Giuseppe Giuzio (Fratelli d’Italia): Dai comitati di quartiere alle consulte territoriali e tematiche.

Il Consiglio Comunale di Potenza a breve si troverà a discutere della modifica dello Statuto con particolare riferimento all’articolo 41 rubricato- “organismi di partecipazione” – che fa espresso riferimento ai comitati di quartiere.
La Prima Commissione Consiliare permanente ha già calendarizzato sedute per discutere se e come modificare, ovvero sopprimere, detto organismo.
Si avrà modo di sviscerarne problematicità e pregi.
Il regolamento comunale che li disciplina evidenzia che: “I Comitati di Quartiere sono organismi territoriali, senza scopo di lucro, di partecipazione democratica dei cittadini, che svolgono un ruolo propositivo e consultivo”.
Potenza ha previsto ventuno comitati di quartiere ma quelli realmente operanti si possono contare sulle dita di una mano. Infatti la mancanza di risorse da destinare alle funzionalità organizzative primarie degli stessi, ad esempio una sede, ha impedito a molti di poter funzionare.

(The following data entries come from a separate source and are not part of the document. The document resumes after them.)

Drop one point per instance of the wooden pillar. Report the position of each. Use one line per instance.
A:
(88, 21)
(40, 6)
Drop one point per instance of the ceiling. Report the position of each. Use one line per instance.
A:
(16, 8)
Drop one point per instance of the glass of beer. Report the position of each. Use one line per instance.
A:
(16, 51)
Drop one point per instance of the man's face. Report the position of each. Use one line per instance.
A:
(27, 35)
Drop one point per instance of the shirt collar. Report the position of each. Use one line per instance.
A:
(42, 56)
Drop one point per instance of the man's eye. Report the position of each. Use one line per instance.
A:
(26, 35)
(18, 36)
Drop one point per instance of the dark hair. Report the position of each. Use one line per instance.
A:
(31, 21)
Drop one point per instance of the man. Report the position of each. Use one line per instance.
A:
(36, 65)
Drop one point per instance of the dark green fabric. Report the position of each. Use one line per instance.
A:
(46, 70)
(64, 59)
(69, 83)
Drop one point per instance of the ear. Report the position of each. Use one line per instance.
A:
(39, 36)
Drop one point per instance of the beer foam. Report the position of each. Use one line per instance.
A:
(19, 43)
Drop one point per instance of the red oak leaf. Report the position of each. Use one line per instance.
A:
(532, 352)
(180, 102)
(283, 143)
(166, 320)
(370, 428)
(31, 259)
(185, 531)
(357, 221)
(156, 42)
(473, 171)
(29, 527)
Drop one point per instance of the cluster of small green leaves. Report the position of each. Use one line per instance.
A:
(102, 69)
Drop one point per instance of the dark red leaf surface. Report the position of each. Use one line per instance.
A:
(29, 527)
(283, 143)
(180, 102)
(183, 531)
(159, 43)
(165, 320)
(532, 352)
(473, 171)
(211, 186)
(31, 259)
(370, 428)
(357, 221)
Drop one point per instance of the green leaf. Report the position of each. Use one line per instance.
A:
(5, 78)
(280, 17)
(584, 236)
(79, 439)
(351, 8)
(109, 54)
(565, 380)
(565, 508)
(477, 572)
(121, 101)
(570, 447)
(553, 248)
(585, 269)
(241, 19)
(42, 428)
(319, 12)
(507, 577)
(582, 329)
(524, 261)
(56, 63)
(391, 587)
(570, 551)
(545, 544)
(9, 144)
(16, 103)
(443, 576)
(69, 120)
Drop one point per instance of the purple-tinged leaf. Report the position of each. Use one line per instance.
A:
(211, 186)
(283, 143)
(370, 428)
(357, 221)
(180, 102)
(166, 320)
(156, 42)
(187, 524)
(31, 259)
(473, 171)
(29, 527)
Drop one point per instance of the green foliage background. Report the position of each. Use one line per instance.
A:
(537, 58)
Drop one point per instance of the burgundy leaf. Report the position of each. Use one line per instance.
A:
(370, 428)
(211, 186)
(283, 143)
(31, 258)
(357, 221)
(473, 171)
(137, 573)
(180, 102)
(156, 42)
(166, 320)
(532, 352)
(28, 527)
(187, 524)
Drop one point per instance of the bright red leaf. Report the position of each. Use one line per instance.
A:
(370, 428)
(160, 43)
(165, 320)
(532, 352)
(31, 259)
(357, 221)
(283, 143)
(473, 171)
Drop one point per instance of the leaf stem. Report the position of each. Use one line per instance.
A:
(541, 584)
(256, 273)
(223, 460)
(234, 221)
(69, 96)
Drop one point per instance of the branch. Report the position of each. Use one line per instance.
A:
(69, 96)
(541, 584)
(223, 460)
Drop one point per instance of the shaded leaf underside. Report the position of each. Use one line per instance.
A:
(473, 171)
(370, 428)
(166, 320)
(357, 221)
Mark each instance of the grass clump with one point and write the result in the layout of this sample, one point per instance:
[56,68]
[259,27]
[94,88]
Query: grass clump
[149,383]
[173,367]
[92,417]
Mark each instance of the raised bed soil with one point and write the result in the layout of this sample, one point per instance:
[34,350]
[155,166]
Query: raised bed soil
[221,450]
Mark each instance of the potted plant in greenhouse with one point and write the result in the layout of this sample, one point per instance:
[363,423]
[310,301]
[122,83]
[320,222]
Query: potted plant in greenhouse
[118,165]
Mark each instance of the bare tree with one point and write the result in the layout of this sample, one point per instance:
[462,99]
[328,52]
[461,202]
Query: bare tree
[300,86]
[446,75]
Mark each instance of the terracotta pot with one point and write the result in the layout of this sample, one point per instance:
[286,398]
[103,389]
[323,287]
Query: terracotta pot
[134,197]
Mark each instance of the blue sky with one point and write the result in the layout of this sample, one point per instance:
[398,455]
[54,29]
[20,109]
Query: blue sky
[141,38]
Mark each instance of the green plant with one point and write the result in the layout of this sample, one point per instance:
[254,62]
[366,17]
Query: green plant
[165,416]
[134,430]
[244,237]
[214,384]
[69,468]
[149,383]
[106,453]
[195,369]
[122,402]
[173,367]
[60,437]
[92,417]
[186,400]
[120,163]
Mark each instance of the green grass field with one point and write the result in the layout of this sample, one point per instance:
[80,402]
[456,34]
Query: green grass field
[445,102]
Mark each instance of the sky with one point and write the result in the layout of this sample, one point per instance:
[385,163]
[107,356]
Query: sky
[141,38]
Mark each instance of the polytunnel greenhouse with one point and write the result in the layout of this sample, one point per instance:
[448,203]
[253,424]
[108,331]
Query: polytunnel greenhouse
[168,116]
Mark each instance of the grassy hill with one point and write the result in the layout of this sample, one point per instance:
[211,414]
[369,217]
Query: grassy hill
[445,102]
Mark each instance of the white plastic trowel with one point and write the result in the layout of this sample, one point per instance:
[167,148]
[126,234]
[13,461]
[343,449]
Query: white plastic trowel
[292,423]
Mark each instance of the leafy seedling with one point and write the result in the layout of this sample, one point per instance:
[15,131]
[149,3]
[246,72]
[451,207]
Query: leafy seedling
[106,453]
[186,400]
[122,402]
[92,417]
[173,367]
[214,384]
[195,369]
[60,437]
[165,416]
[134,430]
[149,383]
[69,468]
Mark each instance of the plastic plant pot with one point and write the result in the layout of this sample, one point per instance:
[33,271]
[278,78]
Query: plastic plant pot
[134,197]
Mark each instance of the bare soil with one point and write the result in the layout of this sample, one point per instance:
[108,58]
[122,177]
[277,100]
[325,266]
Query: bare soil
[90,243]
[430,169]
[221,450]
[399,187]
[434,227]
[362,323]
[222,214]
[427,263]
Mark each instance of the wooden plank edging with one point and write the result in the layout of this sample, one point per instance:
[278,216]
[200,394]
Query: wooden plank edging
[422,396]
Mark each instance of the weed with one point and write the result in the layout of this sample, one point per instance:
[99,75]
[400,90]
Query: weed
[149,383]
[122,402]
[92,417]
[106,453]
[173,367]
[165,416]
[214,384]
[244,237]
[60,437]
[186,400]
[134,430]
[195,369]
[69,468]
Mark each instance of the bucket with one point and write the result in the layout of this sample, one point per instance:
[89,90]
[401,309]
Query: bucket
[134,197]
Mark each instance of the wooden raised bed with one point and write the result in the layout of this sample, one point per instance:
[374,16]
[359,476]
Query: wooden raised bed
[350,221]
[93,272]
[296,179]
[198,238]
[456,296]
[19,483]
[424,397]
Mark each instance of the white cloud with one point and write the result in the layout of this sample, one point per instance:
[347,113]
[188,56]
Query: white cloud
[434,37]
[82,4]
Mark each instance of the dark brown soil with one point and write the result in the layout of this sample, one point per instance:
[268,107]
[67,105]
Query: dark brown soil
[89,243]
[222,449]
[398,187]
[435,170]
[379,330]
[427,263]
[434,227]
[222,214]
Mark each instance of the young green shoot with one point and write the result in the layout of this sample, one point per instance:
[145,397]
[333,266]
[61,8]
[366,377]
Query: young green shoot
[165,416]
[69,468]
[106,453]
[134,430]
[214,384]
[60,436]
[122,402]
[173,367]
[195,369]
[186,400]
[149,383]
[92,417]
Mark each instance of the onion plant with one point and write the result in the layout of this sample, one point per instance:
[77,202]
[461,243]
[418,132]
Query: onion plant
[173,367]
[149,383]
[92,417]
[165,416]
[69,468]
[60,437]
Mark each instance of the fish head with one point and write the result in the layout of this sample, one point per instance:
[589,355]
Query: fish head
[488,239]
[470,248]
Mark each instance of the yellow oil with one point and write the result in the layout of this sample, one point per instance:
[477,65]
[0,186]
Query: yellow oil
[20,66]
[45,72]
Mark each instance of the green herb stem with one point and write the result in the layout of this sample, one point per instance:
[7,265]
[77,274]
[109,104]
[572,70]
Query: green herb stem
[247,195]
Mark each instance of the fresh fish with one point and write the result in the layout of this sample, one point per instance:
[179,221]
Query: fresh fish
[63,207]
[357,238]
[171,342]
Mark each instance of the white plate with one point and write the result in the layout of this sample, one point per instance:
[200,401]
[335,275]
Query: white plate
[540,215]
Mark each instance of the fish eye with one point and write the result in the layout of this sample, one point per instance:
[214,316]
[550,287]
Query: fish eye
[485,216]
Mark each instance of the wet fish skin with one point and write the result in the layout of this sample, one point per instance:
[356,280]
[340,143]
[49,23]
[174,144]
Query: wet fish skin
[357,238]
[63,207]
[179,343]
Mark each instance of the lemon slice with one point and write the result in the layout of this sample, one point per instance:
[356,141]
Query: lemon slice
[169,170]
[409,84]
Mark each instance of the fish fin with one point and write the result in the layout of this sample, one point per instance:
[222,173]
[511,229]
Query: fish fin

Frammentare la città in tante parti è stato probabilmente frutto di quella mediazione tanto cara alla vecchia politica e quei pochi comitati, per modo di dire, funzionanti in larga parte sono serviti per dare visibilità a questo o quel presidente a dispetto di un organo di partecipazione che prevedrebbe al suo interno anche l’Assemblea Generale – composta da tutti i cittadini residenti nel quartiere, nonché dai cittadini dell’Unione Europea e dei Paesi extracomunitari regolarmente soggiornanti nel quartiere – e il Direttivo.
L’eccessiva politicizzazione non ha consentito agli stessi di assolvere pienamente e con autonomia alle funzioni propositive e consultive per il Comune.
È evidente che l’istituto non merita alcuna difesa, sia per modalità di attuazione, sia per impostazione che per funzionalità.
É necessario ragionare su basi diverse e seguire la strada che consenta il superamento degli attuali organismi di partecipazione che hanno dimostrato di non assolvere alle demandate funzioni.
Si dovrebbe convergere verso consulte tematiche e territoriali.
La Consulta territoriale diventerebbe l’organo che riunisce i rappresentanti di tutte le organizzazioni associative, iscritte nell’apposito Albo Comunale, che operano in un determinato rione o gruppi di rioni;
la Consulta tematica, invece, l’organo che riunisce a livello comunale, i rappresentanti di tutte le organizzazioni associative, iscritte nell’apposito Albo Comunale, che operano su una determinata materia o settore di attività.
Consulte comunque da eleggere attraverso elezioni democratiche riservate ai rappresentanti delle associazioni presenti sul territorio ed iscritte in apposito Albo Comunale.
Naturalmente si dovrebbe stabilire l’anno zero, per consentire anche a nuove associazioni di avere uguali diritti e prerogative: il primo Gennaio di ogni anno potrebbero entrare a far parte di diritto delle Consulte territoriali quelle organizzazioni associative che, entro il 31 Dicembre dell’anno precedente, hanno ottenuto l’iscrizione nell’Albo Comunale, stabilendo per il primo anno un termine entro cui nuove associazioni possono costituirsi e partecipare alle elezioni delle consulte.
In questo modo si assicurerebbe competenza e partecipazione democratica dei territori attraverso l’attribuzione di funzioni consultive e propositive su tutti i programmi dell’amministrazione comunale riguardanti il territorio.
Le consulte tematiche potrebbero essere individuate in: Agricoltura e Attività produttive, giovani, volontariato sociale, cultura e promozione del territorio, ambiente e sport.
Le consulte territoriali dovrebbero essere al massimo tre: centro storico, rioni periferici e contrade.
Prevedendo il diritto di partecipazione a tutte le commissioni consiliari permanenti del comune con facoltà di intervento, ma senza diritto di voto, senza diritto al gettone o a indennità sostitutive, e senza diritto di assentarsi dal posto di lavoro.
Organismi agili e funzionali ma in grado di dare un reale supporto, attraverso incontri costanti, in termini di idee all’amministrazione comunale.